Negative interest rates weaken the currency, and that is good for exports, and therefore good for the economy. On the flip side, a weaker currency makes imports expensive and boosts inflation.

Drawbacks of negative interest rates

  • Bad for bank profits
  • Band for pension funds and insurance companies
  • Bad for savers
  • Encourages physical cash hoarding

Negative interest rates also have their drawbacks. Bank profits suffer, as do the pension funds and insurance companies. Savers are punished for holding cash in banks and in theory this would encourage bank withdrawals and the hoarding of physical cash. This is unlikely to occur in practice since physical cash is being phased out in favour of digital payment systems.

Could negative interest rates come to USA?
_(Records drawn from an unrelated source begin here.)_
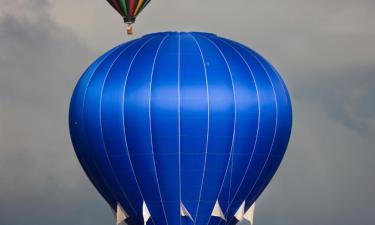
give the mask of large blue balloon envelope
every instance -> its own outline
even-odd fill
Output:
[[[253,50],[165,32],[96,60],[69,123],[83,169],[120,220],[233,224],[279,167],[292,111],[280,75]]]

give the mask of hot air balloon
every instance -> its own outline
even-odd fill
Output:
[[[151,0],[107,0],[107,2],[124,18],[124,22],[128,24],[127,32],[131,35],[133,34],[132,24]]]
[[[286,151],[292,109],[275,68],[208,33],[145,35],[79,80],[69,125],[91,182],[128,225],[252,220]]]

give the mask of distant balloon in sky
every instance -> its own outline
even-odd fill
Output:
[[[97,59],[74,90],[69,124],[118,223],[236,224],[252,222],[281,163],[292,108],[280,75],[253,50],[165,32]]]
[[[151,0],[107,0],[107,2],[120,13],[124,22],[128,24],[128,34],[133,34],[132,24]]]

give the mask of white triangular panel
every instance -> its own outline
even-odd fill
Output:
[[[245,202],[241,204],[236,214],[234,214],[234,218],[236,218],[238,221],[242,221],[244,214],[245,214]]]
[[[246,211],[246,213],[245,213],[245,215],[243,217],[251,225],[254,224],[254,211],[255,211],[255,203],[250,207],[249,210]]]
[[[223,219],[224,221],[227,221],[227,220],[225,219],[225,215],[224,215],[224,213],[223,213],[223,210],[221,210],[221,207],[220,207],[219,201],[216,201],[216,203],[215,203],[215,207],[214,207],[214,209],[212,210],[211,216],[219,217],[219,218]]]
[[[143,201],[143,221],[144,225],[147,224],[147,221],[151,218],[150,211],[147,208],[146,202]]]
[[[127,218],[129,218],[129,215],[126,213],[126,211],[122,208],[120,204],[117,204],[117,210],[116,210],[116,224],[119,225],[122,222],[124,222]]]
[[[181,211],[181,216],[189,217],[189,219],[191,219],[191,221],[194,221],[193,217],[191,216],[191,214],[189,213],[187,208],[184,206],[184,204],[182,204],[182,202],[180,204],[180,211]]]

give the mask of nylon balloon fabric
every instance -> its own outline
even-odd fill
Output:
[[[84,171],[127,224],[235,224],[283,159],[292,107],[278,72],[250,48],[163,32],[97,59],[69,124]]]
[[[124,17],[125,22],[134,22],[151,0],[107,0],[107,2]]]

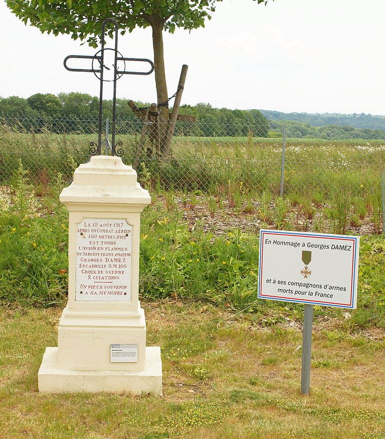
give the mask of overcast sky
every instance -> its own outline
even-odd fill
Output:
[[[285,112],[385,114],[384,0],[223,0],[205,28],[165,34],[169,95],[189,66],[182,103]],[[68,35],[26,27],[0,0],[0,96],[98,94],[90,73],[68,72],[70,54],[93,55]],[[127,57],[152,59],[150,29],[120,37]],[[106,97],[112,91],[106,87]],[[153,74],[124,76],[118,97],[156,100]]]

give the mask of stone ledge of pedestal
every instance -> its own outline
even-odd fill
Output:
[[[99,308],[93,309],[70,309],[67,305],[63,310],[59,322],[59,327],[107,326],[136,328],[146,326],[144,310],[140,307],[140,304],[137,313],[130,313],[124,310],[105,309],[102,308],[104,305],[103,302],[97,305]]]
[[[61,368],[73,370],[142,370],[145,365],[146,322],[128,316],[106,318],[97,312],[71,315],[66,308],[58,328],[58,361]],[[111,363],[112,344],[136,344],[137,361]]]
[[[39,390],[45,393],[88,392],[162,394],[160,348],[146,348],[146,363],[141,372],[78,371],[58,366],[57,348],[48,347],[38,373]]]
[[[124,204],[134,205],[132,211],[141,211],[151,202],[148,191],[137,182],[132,166],[124,164],[120,157],[102,155],[94,156],[79,166],[60,199],[70,210],[73,203]]]
[[[145,367],[146,328],[94,328],[73,326],[59,328],[58,364],[69,370],[143,370]],[[135,362],[111,362],[111,345],[137,346]]]
[[[93,203],[97,204],[98,211],[100,204],[122,204],[126,205],[126,211],[129,211],[127,208],[133,205],[131,211],[141,212],[151,202],[151,197],[148,190],[143,189],[139,183],[136,184],[135,187],[127,188],[124,186],[76,186],[73,183],[63,189],[59,199],[70,210],[75,210],[71,208],[74,204],[84,203],[89,204],[86,208],[88,210],[95,210],[91,208]],[[86,188],[90,190],[85,195]]]

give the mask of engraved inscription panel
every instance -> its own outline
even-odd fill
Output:
[[[76,300],[129,301],[132,226],[86,219],[76,234]]]

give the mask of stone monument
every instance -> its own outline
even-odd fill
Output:
[[[47,347],[39,390],[161,394],[160,349],[146,347],[138,300],[140,213],[148,192],[116,156],[75,170],[60,201],[69,211],[68,303],[58,347]]]

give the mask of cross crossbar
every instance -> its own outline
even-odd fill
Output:
[[[105,34],[106,25],[107,23],[112,23],[114,25],[114,39],[115,41],[115,45],[114,49],[109,48],[106,48],[104,47],[105,44]],[[65,68],[70,72],[85,72],[93,73],[95,76],[99,80],[100,82],[100,88],[99,91],[99,128],[98,132],[98,144],[96,145],[95,142],[91,142],[90,144],[91,148],[89,152],[92,155],[100,155],[101,154],[102,148],[102,119],[103,115],[103,83],[105,82],[113,82],[114,84],[114,91],[113,98],[112,100],[112,140],[111,145],[111,155],[118,155],[121,156],[123,155],[123,150],[120,148],[122,145],[121,142],[118,142],[117,143],[115,142],[115,132],[116,127],[116,81],[120,78],[123,75],[150,75],[154,71],[154,64],[150,60],[147,58],[125,58],[118,50],[118,23],[114,19],[106,19],[102,24],[102,31],[101,34],[101,40],[102,47],[100,50],[97,52],[94,55],[69,55],[66,57],[64,60],[64,67]],[[110,70],[110,69],[104,65],[104,52],[106,50],[112,51],[114,52],[114,64],[113,68],[113,79],[107,80],[104,79],[104,74],[105,69]],[[84,60],[91,60],[92,61],[92,65],[91,69],[80,69],[75,67],[69,67],[67,65],[67,61],[71,59],[84,59]],[[97,69],[94,67],[94,61],[96,61],[99,65]],[[123,61],[124,63],[124,70],[119,70],[118,68],[118,61]],[[135,72],[133,71],[126,70],[125,63],[126,62],[144,62],[150,64],[150,69],[147,72]],[[97,74],[99,74],[98,76]],[[116,149],[116,147],[119,147]]]

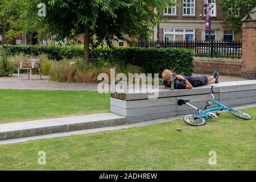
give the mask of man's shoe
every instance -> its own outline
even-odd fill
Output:
[[[212,73],[212,76],[213,76],[214,77],[214,78],[216,77],[217,73],[218,73],[218,72],[217,71],[216,71],[213,73]]]
[[[216,76],[214,76],[215,79],[216,79],[216,81],[215,81],[214,83],[217,84],[218,83],[218,76],[219,76],[218,72],[217,72]]]

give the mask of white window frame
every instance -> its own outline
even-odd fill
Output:
[[[171,31],[168,31],[168,30]],[[183,30],[183,32],[176,32],[176,30]],[[193,32],[187,32],[186,30],[193,30]],[[183,35],[183,40],[186,40],[185,35],[186,34],[191,34],[193,35],[193,40],[195,39],[195,29],[184,29],[184,28],[164,28],[164,36],[163,36],[163,40],[164,40],[164,38],[166,37],[166,35],[174,35],[174,40],[175,41],[176,35]]]
[[[174,1],[175,3],[176,3],[176,1],[177,0]],[[169,9],[172,9],[172,13],[169,13]],[[167,10],[167,13],[165,13],[165,11],[166,11],[165,10]],[[175,13],[174,13],[174,12],[173,12],[174,10],[174,11],[175,11]],[[164,9],[164,12],[163,13],[164,13],[164,15],[177,15],[177,6],[170,6],[167,9]]]
[[[217,6],[216,6],[216,0],[208,0],[208,3],[205,3],[205,0],[204,0],[204,15],[205,16],[206,8],[207,6],[205,5],[209,4],[210,7],[211,9],[210,10],[210,16],[217,16]]]
[[[225,30],[224,30],[224,32],[223,32],[223,39],[224,39],[224,36],[225,35],[232,35],[233,36],[233,40],[234,40],[234,32],[233,31],[232,31],[232,33],[228,33],[228,34],[225,34]]]
[[[191,1],[193,1],[193,2],[191,2]],[[186,5],[186,7],[184,6],[184,5],[185,4]],[[188,14],[188,5],[189,5],[190,7],[189,7],[189,9],[190,9],[190,14]],[[193,5],[193,7],[191,7],[191,5]],[[182,6],[183,6],[183,9],[182,9],[182,14],[183,15],[186,15],[186,16],[195,16],[195,11],[196,11],[196,0],[190,0],[190,2],[188,2],[188,0],[183,0],[183,3],[182,3]],[[193,11],[194,13],[193,14],[191,14],[191,10],[193,9]],[[185,9],[186,10],[186,13],[184,14],[184,9]]]

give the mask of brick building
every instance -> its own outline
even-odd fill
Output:
[[[179,6],[170,7],[161,13],[168,22],[159,23],[159,40],[207,40],[209,32],[205,31],[205,10],[210,3],[211,35],[215,40],[240,40],[241,32],[229,30],[225,22],[226,13],[218,5],[217,0],[176,0]],[[152,36],[156,40],[156,36]]]

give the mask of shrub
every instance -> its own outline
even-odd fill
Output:
[[[19,52],[34,55],[46,53],[49,59],[56,60],[83,56],[81,46],[9,46],[7,48],[13,55]],[[110,62],[142,67],[146,73],[160,74],[164,69],[174,69],[177,73],[188,76],[193,72],[193,52],[189,49],[103,47],[92,50],[90,57],[96,66]]]
[[[6,51],[0,49],[0,77],[10,76],[14,71],[14,67],[7,59]]]
[[[193,72],[193,52],[188,49],[118,47],[92,52],[93,63],[97,63],[99,57],[142,67],[146,73],[160,74],[165,69],[174,69],[177,73],[184,73],[188,76]]]

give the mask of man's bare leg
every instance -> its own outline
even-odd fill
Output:
[[[216,81],[216,78],[215,78],[213,76],[212,76],[210,77],[208,77],[208,81],[207,82],[207,84],[214,84]]]

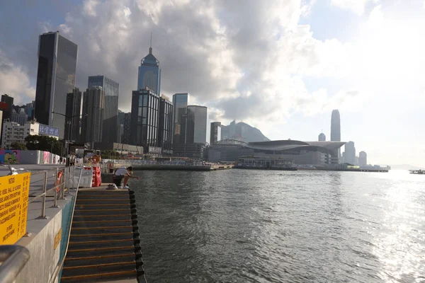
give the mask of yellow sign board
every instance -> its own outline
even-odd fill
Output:
[[[13,245],[26,233],[30,176],[0,177],[0,245]]]

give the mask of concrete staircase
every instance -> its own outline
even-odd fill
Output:
[[[61,282],[139,282],[140,243],[133,191],[80,190]]]

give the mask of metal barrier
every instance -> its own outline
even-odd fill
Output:
[[[29,250],[21,246],[0,246],[0,282],[13,282],[29,259]]]
[[[50,173],[50,171],[47,171],[31,172],[31,178],[36,175],[44,174],[44,178],[42,179],[43,180],[42,192],[36,196],[30,195],[30,197],[33,197],[33,198],[28,201],[28,204],[29,204],[38,200],[40,197],[42,198],[41,212],[40,212],[40,214],[39,216],[40,218],[46,218],[46,215],[45,215],[46,197],[47,197],[48,193],[50,193],[52,190],[55,192],[54,195],[53,195],[53,197],[54,197],[53,207],[58,207],[58,206],[57,206],[57,200],[58,199],[64,200],[64,195],[65,195],[65,182],[66,182],[67,178],[68,178],[68,179],[69,179],[70,178],[72,178],[72,175],[73,175],[73,174],[72,173],[72,171],[74,171],[74,172],[75,171],[74,166],[65,167],[64,168],[61,168],[60,170],[60,168],[57,168],[55,174],[54,172],[53,175],[52,173]],[[62,176],[60,178],[58,178],[60,172],[62,172],[62,175],[63,176],[63,178],[62,178]],[[55,185],[53,187],[47,190],[47,180],[49,179],[48,176],[51,177],[52,175],[55,176]],[[30,185],[31,185],[31,183],[30,183]],[[58,192],[59,192],[59,196],[57,195]]]

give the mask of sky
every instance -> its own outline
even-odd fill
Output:
[[[211,121],[315,141],[339,109],[368,163],[425,167],[425,0],[0,1],[0,93],[15,104],[34,100],[38,35],[56,30],[78,45],[76,86],[110,77],[123,111],[152,33],[163,94],[189,93]]]

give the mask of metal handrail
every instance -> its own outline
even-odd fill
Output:
[[[30,259],[30,251],[16,245],[0,246],[0,282],[13,283]]]

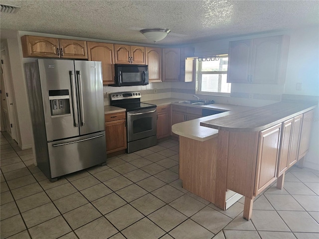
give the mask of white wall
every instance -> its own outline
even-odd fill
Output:
[[[26,88],[24,82],[24,71],[16,35],[15,38],[6,39],[1,42],[6,45],[11,69],[12,84],[16,111],[17,143],[22,149],[26,149],[32,147],[32,128],[27,104]]]

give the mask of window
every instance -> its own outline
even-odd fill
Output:
[[[231,84],[227,83],[228,55],[214,57],[198,57],[196,61],[196,94],[229,96]]]

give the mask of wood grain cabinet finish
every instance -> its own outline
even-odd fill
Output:
[[[88,59],[86,41],[59,39],[61,58]]]
[[[85,41],[24,35],[21,42],[23,57],[88,59]]]
[[[157,138],[164,138],[170,135],[171,118],[170,105],[158,106]]]
[[[114,44],[115,64],[145,65],[145,47]]]
[[[281,123],[259,133],[255,196],[277,178]]]
[[[163,48],[162,81],[178,81],[179,80],[180,48]]]
[[[24,35],[21,37],[23,57],[59,58],[59,39]]]
[[[105,138],[107,153],[127,148],[125,112],[105,115]]]
[[[298,160],[303,158],[308,152],[309,143],[310,142],[310,135],[311,134],[311,127],[314,119],[315,111],[312,110],[304,114],[303,122],[299,144],[299,152]]]
[[[89,61],[102,62],[103,85],[114,84],[114,49],[113,44],[88,41]]]
[[[291,119],[282,123],[280,151],[278,159],[278,172],[280,176],[288,168],[290,151],[291,145],[291,136],[293,132],[294,119]]]
[[[149,82],[161,81],[161,48],[146,47],[146,64],[149,66]]]
[[[284,82],[289,38],[280,35],[229,43],[227,82]]]

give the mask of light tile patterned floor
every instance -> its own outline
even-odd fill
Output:
[[[319,238],[319,172],[293,167],[242,218],[181,187],[178,142],[109,158],[50,182],[5,132],[0,137],[1,239]]]

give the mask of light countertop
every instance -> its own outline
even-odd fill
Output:
[[[112,106],[104,106],[104,114],[117,113],[119,112],[125,112],[126,109],[120,108]]]
[[[202,120],[200,124],[229,131],[259,131],[315,109],[317,105],[281,102],[222,118]]]
[[[175,103],[174,103],[175,104]],[[178,104],[178,105],[190,106],[184,104]],[[219,119],[227,116],[249,111],[253,107],[246,106],[234,106],[224,104],[214,104],[213,105],[198,106],[196,108],[202,109],[216,109],[220,111],[229,111],[222,113],[206,116],[201,118],[186,121],[173,125],[171,127],[172,131],[180,136],[191,138],[200,141],[204,141],[210,138],[217,137],[218,133],[218,129],[210,128],[200,125],[200,122],[212,120],[214,119]]]

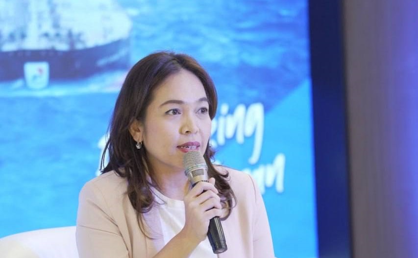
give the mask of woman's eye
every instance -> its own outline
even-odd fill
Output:
[[[176,108],[173,109],[170,109],[170,110],[166,112],[166,114],[167,115],[178,115],[180,114],[180,110],[177,109]]]
[[[200,114],[206,114],[208,113],[208,110],[207,108],[201,108],[199,109],[199,113]]]

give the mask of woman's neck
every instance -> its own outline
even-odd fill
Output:
[[[155,173],[155,175],[161,193],[167,197],[183,200],[189,191],[190,184],[183,171],[166,173],[158,171]]]

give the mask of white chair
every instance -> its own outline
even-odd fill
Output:
[[[75,227],[28,231],[0,238],[2,258],[78,258]]]

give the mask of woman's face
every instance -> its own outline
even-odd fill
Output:
[[[132,135],[143,141],[154,171],[183,171],[184,154],[198,150],[203,155],[210,137],[209,103],[200,80],[183,69],[168,77],[154,90],[138,125],[139,139]]]

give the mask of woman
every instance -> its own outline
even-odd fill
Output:
[[[115,107],[109,162],[80,193],[80,258],[274,257],[255,182],[211,162],[217,105],[211,79],[187,55],[157,52],[133,66]],[[210,177],[193,188],[183,164],[191,150]],[[218,256],[206,237],[216,216],[228,246]]]

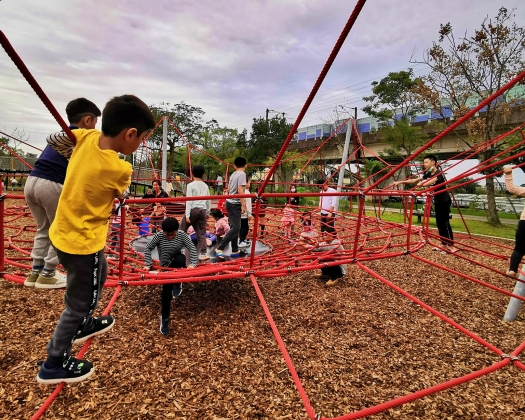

The federal reserve have officially stated that they are not considering negative interest rate policy. The Bank of England have indicated that they are open to negative interest rates and the Reserve Bank of New Zealand has officially advised local banks to prepare their computer systems to handle negative interest rates by the end of 2020. If numerous central banks use negative interest policy, the effect will be a rise in strength of the US dollar. The Federal Reserve may decide to cut rates and go into negative territory to try and weaken the US dollar and thereby mitigate the fallout that comes with a strong dollar. Another potential reason the Federal Reserve might introduce negative interest rate policy would be to fight deflation. Negative interest rates theoretically counteract deflation due to the benefits mentioned above.

Japan and Germany seem to be managing reasonably well with negative interest rates. Would the effects be the same for USA? The big difference here is that the US dollar is the world’s reserve currency and is used for international trade. This is a very important point. All commodities are priced in US dollars and there has never been a time in history when the world’s reserve currency has been a fiat currency. The consequences of a negative interest rate on a reserve currency are completely unknown. However we can make some estimates regarding what could possibly happen in the world of commodities.

The concept of time preference will play an important part. Let’s use the example where someone comes to you asking to borrow a barrel of fuel and they can either return it the next day, or if you’re willing to wait they can return it in a month, and they will pay you $10 for your trouble. If you take the one month deal, you have what is called a low time preference. You are willing to put off owning the commodity now in the hope of being better off later.

In a negative interest rate environment, the offer would be quite different. The offer would be to return the fuel the next day, or if you wait a month the fuel would be returned but you would have to pay the borrower $10. In such a situation, you would naturally have a high time preference. You wouldn’t lend it out at all or if you did lend, you would want the fuel returned rapidly.

Note that we are talking about commodities which are necessities of life. That is a very different situation compared to the debt market. If the world’s reserve currency enters negative rate territory, commodities (including gold) will go into backwardation. It would be better to own a physical commodity now rather than holding onto cash deposits and taking possession of the commodity later. Therefore futures markets participants would be better off being long rather than short. That would cause commodity prices to rise. That would also be rocket fuel for gold.